Clinical Trial Results
The efficacy of Auryxia for the treatment of iron deficiency anemia in adult patients with CKD not on dialysis was demonstrated in a 24-week study consisting of a 16-week, randomized, double-blind, placebo-controlled, efficacy period followed by an 8-week open-label safety extension period in which all patients remaining in the study, including the placebo group, received Auryxia. Patients with eGFR <60 mL/min/1.73m2 , who were intolerant of or have had an inadequate therapeutic response to oral iron supplements, with Hgb ≥9.0 g/dL and ≤11.5 g/dL, serum ferritin ≤200 ng/mL and TSAT ≤25% were enrolled. Patients were randomized to treatment with either Auryxia (n=117) or placebo (n= 117). Dosing with Auryxia or placebo was initiated at 3 tablets/day with meals. Dose titration could occur at Weeks 4, 8 and 12 during Randomized Period, and at Weeks 18 and 20 during Safety Extension Period based on Hgb response. Use of oral or intravenous iron, erythropoiesis stimulating agents (ESAs) was not permitted at any time during the study.

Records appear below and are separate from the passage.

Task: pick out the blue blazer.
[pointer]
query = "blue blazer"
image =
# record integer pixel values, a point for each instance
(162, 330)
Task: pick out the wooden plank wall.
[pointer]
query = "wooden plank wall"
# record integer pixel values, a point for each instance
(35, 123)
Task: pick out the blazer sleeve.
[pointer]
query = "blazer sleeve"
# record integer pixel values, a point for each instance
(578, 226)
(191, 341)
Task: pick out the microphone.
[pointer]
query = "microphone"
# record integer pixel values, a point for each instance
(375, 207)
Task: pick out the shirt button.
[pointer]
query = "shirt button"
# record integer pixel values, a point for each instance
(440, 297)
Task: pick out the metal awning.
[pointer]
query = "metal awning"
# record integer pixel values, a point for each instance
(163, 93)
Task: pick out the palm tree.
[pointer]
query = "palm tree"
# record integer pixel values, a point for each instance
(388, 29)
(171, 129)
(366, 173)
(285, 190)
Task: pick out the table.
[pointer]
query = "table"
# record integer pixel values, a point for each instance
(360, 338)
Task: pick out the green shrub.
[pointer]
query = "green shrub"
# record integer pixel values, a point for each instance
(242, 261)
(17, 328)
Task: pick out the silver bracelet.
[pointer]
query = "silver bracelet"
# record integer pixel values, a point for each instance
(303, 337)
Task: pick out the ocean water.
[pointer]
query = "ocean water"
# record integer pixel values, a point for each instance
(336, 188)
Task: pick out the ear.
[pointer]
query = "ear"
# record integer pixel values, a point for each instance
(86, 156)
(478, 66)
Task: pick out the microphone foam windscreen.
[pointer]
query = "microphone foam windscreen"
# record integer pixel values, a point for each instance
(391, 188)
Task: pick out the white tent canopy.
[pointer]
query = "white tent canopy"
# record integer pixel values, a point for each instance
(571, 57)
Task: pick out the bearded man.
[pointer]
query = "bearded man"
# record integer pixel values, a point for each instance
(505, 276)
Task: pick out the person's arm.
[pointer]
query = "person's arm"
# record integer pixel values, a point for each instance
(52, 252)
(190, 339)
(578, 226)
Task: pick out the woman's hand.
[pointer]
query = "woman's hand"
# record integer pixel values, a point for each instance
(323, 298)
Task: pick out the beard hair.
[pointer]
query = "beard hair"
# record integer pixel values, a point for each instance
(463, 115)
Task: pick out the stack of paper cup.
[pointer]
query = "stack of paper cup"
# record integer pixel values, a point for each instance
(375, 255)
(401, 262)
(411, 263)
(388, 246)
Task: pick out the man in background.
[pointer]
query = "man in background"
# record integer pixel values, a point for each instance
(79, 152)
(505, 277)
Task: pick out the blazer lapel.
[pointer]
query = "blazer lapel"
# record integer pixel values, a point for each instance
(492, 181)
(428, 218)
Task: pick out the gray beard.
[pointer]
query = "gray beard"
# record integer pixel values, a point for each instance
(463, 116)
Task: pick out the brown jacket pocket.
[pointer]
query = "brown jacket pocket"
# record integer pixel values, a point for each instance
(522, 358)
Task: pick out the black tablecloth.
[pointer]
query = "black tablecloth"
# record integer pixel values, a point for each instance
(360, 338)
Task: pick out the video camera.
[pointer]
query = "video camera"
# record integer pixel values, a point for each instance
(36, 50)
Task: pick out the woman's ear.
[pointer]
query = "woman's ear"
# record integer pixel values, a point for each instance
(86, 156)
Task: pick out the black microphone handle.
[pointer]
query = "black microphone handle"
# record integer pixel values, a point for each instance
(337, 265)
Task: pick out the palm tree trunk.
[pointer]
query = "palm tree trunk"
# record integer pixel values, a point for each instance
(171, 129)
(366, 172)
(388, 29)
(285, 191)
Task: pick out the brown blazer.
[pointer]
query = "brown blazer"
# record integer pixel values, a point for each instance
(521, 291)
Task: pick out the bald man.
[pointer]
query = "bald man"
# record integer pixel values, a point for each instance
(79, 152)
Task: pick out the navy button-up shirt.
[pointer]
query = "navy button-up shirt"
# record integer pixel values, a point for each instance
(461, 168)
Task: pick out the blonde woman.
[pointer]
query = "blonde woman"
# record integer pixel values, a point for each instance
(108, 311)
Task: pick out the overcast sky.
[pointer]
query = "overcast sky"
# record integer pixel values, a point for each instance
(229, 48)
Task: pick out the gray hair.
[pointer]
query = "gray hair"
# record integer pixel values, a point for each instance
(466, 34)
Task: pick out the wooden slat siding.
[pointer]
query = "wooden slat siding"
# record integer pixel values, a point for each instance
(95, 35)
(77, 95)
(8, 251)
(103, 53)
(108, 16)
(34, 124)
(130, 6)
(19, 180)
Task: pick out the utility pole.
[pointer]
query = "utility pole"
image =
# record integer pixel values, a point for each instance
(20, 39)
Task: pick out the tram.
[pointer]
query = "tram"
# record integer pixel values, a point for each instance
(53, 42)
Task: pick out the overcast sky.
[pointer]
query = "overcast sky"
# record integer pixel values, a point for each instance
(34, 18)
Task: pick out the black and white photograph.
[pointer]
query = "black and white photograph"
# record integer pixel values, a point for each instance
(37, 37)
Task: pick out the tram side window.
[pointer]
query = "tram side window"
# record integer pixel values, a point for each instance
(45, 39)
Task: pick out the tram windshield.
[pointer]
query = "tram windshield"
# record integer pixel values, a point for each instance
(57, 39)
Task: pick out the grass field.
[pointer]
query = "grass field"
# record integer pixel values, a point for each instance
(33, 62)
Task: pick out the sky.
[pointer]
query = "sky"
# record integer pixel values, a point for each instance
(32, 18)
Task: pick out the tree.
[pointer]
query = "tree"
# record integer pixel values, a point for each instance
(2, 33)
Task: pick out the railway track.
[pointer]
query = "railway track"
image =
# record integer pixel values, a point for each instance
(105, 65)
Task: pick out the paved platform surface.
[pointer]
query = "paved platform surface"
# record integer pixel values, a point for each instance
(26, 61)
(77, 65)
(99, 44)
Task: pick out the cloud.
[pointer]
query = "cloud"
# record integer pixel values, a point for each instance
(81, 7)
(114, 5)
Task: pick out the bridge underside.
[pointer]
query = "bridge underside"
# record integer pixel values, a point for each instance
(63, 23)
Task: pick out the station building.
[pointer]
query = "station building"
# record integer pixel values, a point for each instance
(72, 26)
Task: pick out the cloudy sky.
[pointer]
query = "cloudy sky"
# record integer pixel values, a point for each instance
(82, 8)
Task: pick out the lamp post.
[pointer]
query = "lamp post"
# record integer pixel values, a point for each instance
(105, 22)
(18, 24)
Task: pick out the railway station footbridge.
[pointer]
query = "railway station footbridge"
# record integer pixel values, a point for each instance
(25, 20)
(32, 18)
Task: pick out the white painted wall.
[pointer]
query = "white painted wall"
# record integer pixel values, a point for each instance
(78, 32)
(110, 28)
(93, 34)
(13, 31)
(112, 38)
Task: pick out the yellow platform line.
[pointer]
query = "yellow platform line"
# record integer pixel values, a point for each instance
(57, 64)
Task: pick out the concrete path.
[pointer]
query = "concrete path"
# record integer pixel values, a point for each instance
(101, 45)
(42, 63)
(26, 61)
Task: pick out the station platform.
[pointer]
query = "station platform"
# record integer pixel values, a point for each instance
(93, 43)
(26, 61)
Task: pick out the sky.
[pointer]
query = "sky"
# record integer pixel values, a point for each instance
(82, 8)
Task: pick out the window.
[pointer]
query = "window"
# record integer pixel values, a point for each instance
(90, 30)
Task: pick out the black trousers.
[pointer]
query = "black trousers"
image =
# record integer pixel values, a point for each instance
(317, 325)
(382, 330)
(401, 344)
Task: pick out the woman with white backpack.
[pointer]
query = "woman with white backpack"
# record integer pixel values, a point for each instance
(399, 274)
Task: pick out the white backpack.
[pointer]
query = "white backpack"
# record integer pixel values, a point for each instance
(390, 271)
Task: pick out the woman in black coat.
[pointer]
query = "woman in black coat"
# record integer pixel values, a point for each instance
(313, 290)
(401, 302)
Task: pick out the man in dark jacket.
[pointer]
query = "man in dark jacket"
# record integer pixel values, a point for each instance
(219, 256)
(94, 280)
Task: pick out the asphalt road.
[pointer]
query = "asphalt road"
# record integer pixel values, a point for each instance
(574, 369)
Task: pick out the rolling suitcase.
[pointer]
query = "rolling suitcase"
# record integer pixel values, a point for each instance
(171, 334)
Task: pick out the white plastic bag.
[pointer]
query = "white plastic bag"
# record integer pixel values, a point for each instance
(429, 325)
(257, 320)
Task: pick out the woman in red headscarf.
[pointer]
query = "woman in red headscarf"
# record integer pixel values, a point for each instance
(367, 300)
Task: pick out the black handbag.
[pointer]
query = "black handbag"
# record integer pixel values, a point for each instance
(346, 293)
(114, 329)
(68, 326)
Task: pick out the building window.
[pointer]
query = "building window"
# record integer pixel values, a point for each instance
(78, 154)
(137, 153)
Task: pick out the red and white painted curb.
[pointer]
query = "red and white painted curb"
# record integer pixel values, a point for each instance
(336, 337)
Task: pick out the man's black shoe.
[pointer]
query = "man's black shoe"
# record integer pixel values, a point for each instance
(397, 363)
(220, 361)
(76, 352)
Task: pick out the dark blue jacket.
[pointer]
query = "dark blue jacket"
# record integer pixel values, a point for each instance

The main efficacy outcome measure was the proportion of subjects achieving an increase in Hgb of ≥1.0 g/dL at any time point between baseline and the end of the 16-week Randomized Period. During the 16-week randomized period 49% of subjects in the Auryxia arm and 15% of subjects in the placebo arm (p <0.001) had a mean change in hemoglobin from baseline ≥0.75 g/dL over any 4-week time period provided that an increase of at least 1.0 g/dL had occurred during that 4- week period. Increases in mean hemoglobin (0.75 ± 0.09 g/dL), serum ferritin (163 ± 9 ng/mL) and transferrin saturation (18 ± 1%) were observed from baseline during the 16-week randomized period in the Auryxia arm.